I would like to continue this discussion.

Let $X$ be a compact space. Let us call a function $f:X\to {\mathbb C}$ universally integrable if it is integrable with respect to each regular Borel measure $\mu$ on $X$ (one can imagine $\mu$ as an arbitrary positive continuous functional on ${\mathcal C}(X)$). We denote by ${\mathcal U}(X)$ the space of all universally integrable functions on $X$.

Nate Eldredge noticed here, that ${\mathcal U}(X)$ is a $C^*$-algebra with respect to the sup-norm: $$||f||=\sup_{x\in X}|f(x)|.$$ Question:

Is ${\mathcal U}(X)$ a von Neumann algebra with respect to this norm?

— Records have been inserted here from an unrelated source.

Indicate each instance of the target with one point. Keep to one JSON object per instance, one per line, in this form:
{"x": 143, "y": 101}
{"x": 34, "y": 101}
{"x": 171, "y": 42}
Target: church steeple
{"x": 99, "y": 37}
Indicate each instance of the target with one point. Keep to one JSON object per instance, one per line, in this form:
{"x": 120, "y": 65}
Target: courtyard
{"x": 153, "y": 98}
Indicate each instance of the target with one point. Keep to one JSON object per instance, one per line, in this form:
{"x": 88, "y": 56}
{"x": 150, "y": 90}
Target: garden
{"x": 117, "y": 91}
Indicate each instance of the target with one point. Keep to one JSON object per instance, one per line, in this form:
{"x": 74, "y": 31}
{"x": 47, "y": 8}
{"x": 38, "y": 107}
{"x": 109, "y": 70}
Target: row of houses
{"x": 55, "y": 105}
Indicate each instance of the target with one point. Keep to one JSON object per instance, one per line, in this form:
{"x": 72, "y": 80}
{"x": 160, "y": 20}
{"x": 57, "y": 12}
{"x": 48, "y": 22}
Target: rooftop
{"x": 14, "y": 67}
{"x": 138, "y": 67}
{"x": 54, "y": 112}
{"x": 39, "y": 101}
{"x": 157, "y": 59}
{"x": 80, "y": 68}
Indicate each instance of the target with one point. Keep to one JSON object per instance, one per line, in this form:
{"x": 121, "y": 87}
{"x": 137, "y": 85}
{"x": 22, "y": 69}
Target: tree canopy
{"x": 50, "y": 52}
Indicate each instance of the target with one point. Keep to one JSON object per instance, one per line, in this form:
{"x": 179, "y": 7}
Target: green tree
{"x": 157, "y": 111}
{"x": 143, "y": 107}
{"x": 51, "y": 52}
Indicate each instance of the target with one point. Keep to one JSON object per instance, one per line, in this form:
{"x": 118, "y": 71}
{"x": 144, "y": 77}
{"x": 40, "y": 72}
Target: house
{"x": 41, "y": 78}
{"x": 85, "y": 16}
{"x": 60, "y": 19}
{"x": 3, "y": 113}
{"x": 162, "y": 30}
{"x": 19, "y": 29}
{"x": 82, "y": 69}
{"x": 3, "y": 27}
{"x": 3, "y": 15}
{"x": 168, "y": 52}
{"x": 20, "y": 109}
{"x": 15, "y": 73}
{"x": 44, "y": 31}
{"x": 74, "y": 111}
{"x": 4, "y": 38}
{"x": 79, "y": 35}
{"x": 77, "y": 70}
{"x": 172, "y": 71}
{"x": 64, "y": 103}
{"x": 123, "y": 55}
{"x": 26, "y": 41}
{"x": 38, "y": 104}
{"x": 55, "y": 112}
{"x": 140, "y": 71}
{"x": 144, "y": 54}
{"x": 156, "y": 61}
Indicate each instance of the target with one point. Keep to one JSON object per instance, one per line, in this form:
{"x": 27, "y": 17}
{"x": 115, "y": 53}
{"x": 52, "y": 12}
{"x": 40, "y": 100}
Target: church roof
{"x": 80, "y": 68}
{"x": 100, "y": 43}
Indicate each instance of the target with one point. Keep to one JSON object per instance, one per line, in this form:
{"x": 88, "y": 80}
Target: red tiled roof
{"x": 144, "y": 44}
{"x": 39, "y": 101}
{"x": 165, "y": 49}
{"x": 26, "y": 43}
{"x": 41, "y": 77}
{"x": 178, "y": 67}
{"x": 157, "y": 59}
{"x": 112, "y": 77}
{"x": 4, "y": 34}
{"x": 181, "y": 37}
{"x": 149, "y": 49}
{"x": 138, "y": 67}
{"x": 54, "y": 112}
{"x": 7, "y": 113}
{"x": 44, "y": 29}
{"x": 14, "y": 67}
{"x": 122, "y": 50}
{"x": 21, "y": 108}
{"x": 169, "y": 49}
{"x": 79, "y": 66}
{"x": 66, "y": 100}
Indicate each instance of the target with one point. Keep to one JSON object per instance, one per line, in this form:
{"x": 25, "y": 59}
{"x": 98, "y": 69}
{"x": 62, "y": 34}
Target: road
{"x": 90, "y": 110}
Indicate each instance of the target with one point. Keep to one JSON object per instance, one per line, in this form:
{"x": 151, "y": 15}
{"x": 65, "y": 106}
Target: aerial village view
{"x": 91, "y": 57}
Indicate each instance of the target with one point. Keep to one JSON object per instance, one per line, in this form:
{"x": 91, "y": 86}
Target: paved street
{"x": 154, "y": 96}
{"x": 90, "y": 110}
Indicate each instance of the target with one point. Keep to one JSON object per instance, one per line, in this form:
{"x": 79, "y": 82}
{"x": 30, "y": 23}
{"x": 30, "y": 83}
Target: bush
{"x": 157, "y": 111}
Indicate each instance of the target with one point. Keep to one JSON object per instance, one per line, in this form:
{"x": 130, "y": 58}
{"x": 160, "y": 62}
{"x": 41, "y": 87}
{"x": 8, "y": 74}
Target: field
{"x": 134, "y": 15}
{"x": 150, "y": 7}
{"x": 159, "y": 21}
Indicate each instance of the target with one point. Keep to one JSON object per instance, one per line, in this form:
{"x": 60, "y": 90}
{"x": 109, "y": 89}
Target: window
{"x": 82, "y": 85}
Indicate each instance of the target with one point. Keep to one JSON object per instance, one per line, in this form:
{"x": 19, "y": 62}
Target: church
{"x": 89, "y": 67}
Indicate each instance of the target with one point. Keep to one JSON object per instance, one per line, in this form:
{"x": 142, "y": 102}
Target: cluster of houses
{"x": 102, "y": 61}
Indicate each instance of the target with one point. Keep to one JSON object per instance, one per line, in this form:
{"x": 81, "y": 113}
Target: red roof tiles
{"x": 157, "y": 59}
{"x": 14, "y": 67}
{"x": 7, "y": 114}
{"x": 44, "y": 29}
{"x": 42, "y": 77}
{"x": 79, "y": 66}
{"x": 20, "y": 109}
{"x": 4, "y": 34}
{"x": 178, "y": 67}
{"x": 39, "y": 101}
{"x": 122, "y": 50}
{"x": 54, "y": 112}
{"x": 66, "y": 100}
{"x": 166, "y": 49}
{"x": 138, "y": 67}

• Why not say "bounded universally measurable" instead of "universially integrable"? Mar 23, 2016 at 18:33
• Yes, this is the same. Do you think it will be better for understanding this notion? Mar 23, 2016 at 18:36
• @JonasMeyer what are the rules, who is supposed to accept the answer? It's you or me who have to push the button? Mar 28, 2017 at 4:57
• @SergeiAkbarov: You can accept in the normal way. If you're asking about the bounty, that is awarded by whoever starts it, so me in this case. Accept and bounty are independent. Mar 28, 2017 at 6:34
• Thank you, Jonas, for drawing people's attention to this question! Mar 28, 2017 at 7:39

The following is a slight elaboration on Martin Argerami's not-quite-complete (now deleted) answer. Let $E\subset X$ be any set which is not universally measurable (i.e., its characteristic function is not universally integrable). For each finite subset $F\subset E$, note that the characteristic function $1_F$ is in $\mathcal{U}(X)$. These characteristic functions form a bounded increasing net $(1_F)$ in $\mathcal{U}(X)$. If $\mathcal{U}(X)$ were a von Neumann algebra, it would be monotone-complete, and so $(1_F)$ would have a supremum $f\in\mathcal{U}(X)$. Note that for each $x\in X\setminus E$, $1_{X\setminus\{x\}}\in\mathcal{U}(X)$ is an upper bound for each $1_F$, so we have $f\leq 1_{X\setminus\{x\}}$ for all such $x$. The only function $f$ on $X$ which satisfies $1_F\leq f$ whenever $F\subset E$ is finite and $f\leq 1_{X\setminus\{x\}}$ wheneve $x\in X\setminus E$ is $f=1_E$. But $1_E\not\in\mathcal{U}(X)$, so no such supremum $f\in\mathcal{U}(X)$ can exist. Thus $\mathcal{U}(X)$ is not a von Neumann algebra, at least whenever $X$ is nontrivial enough that such a set $E$ exists.
More generally, a similar argument shows that if $A$ is a *-subalgebra of the algebra of all bounded functions on a set $X$ which contains all characteristic function of singletons, then if $A$ is a von Neumann algebra it must actually be the entire algebra of bounded functions.